Gli esperti avvertono che in tempi di alta sfiducia verso le istituzioni, di polarizzazione politica e tolleranza verso la violenza, bastano poche persone per seminare il caos e spostare ulteriormente la società verso quella che LaFrance definisce “anarchia al rallentatore”. Le fragole continuano ad arrivare sugli scaffali a febbraio, mentre aumentano le persone uccise per motivi politici. In altre parole, il problema principale non sono i pochi individui radicalizzati ma la maggioranza che non si indigna più di tanto o addirittura esulta davanti agli omicidi.
In questi giorni tante persone online hanno deriso o festeggiato la morte di Kirk, mentre la destra ha parlato di “guerra” o di “vendetta”. Una dimostrazione pratica dei dati raccolti in questi anni in decine di studi e ricerche. Secondo un sondaggio recente pubblicato dal New York Times, il 39 per cento dei democratici è d’accordo con l’idea di rimuovere Trump dal potere anche usando la forza, mentre un quarto dei repubblicani pensa che il presidente sia giustificato a usare l’esercito per reprimere le proteste contro il suo programma politico. In questo clima la maggior parte delle persone interpreta la demonizzazione degli avversari e i toni incendiari come normale dialettica tra partiti, e questi messaggi, ha scritto il Wall Street Journal in un editoriale, “arrivano anche a persone disturbate che sono meno capaci di separare la retorica dalla realtà”.

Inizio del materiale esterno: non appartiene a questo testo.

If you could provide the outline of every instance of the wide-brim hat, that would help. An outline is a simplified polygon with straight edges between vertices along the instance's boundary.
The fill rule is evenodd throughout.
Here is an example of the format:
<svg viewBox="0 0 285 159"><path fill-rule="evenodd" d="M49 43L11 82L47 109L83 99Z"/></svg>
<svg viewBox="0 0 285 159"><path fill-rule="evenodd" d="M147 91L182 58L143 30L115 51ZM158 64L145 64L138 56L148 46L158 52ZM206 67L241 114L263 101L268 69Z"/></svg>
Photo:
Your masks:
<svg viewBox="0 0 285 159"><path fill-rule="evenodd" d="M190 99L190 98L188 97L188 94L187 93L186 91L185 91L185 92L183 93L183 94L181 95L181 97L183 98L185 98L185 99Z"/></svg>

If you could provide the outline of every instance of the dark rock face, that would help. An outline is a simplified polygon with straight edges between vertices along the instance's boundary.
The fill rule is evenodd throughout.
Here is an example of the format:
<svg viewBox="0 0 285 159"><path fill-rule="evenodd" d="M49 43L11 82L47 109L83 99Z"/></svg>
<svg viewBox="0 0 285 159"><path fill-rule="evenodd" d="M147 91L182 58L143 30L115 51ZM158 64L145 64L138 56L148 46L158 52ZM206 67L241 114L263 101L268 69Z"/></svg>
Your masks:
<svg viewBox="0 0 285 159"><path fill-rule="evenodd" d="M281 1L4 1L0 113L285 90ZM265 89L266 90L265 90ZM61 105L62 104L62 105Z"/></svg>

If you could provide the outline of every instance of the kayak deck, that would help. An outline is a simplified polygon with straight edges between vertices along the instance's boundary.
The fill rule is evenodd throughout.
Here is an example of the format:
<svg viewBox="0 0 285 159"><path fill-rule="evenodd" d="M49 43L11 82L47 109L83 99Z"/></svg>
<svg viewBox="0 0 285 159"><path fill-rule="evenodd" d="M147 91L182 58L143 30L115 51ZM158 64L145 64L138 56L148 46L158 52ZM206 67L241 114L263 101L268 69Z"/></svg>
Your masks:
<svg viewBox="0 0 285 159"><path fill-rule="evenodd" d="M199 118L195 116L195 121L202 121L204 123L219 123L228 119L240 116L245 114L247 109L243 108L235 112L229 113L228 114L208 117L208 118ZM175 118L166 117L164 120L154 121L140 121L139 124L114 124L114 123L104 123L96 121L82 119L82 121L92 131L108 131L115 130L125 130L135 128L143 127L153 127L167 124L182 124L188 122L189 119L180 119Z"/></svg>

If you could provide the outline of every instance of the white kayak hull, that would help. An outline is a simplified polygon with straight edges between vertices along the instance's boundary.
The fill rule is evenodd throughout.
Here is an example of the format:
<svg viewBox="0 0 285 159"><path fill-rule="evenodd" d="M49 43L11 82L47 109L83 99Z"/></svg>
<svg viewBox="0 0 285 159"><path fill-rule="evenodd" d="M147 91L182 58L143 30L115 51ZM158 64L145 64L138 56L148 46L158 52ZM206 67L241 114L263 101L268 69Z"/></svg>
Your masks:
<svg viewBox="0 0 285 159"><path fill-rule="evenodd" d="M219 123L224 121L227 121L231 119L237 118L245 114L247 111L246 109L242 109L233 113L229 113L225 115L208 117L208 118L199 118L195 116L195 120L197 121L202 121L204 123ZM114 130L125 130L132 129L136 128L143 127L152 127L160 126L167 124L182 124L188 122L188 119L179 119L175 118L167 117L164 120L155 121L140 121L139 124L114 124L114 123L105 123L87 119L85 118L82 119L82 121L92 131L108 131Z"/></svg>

Venuto meno l’argine del disgusto collettivo di fronte alla violenza, in questi anni abbiamo visto crollare in modo ancora più plateale il secondo argine, quello della separazione tra il mondo politico e gli ambienti sovversivi. Se un tempo esisteva un “firewall” tra estremisti e istituzioni, oggi quella barriera è crollata. Dopo aver perso le elezioni del 2020, Trump ha incoraggiato i suoi sostenitori a colpire gli avversari (“tenetevi pronti”), cosa che ha reso più difficile isolare i violenti. E dopo essere tornato al potere ha fatto un passo ulteriore, usando le forze dello stato per accontentare e alimentare gli istinti più pericolosi del suo elettorato. Dopo la morte di Kirk ha chiarito che non ha nessun interesse a unire il paese e ha promesso di dare la caccia ai radicali di sinistra (ignorando il fatto che gli estremisti di destra sono ancora responsabili della maggior parte degli attacchi terroristici nel paese).
Mentre prosegue la militarizzazione delle forze dell’ordine – pochi giorni fa Trump ha dichiarato “guerra” a Chicago dopo aver inviato truppe della guardia nazionale a Los Angeles e Washington – la piaga della violenza politica si mescola con la minaccia della repressione. È difficile immaginare uno scenario in cui le cose vanno a finire bene.
Ha scritto LaFrance: “Basta una conoscenza superficiale della storia statunitense per sapere che ai periodi di violenza segue quasi sempre una repressione violenta da parte dello stato e che la repressione comporta quasi sempre una svuotamento delle libertà fondamentali. Il discorso di Donald Trump del 10 settembre sull’omicidio di Kirk, in cui il presidente ha attaccato i suoi nemici politici, dovrebbe spaventare tutti i cittadini statunitensi che rifiutano la violenza, hanno a cuore le libertà civili e non amano l’ingerenza del governo”.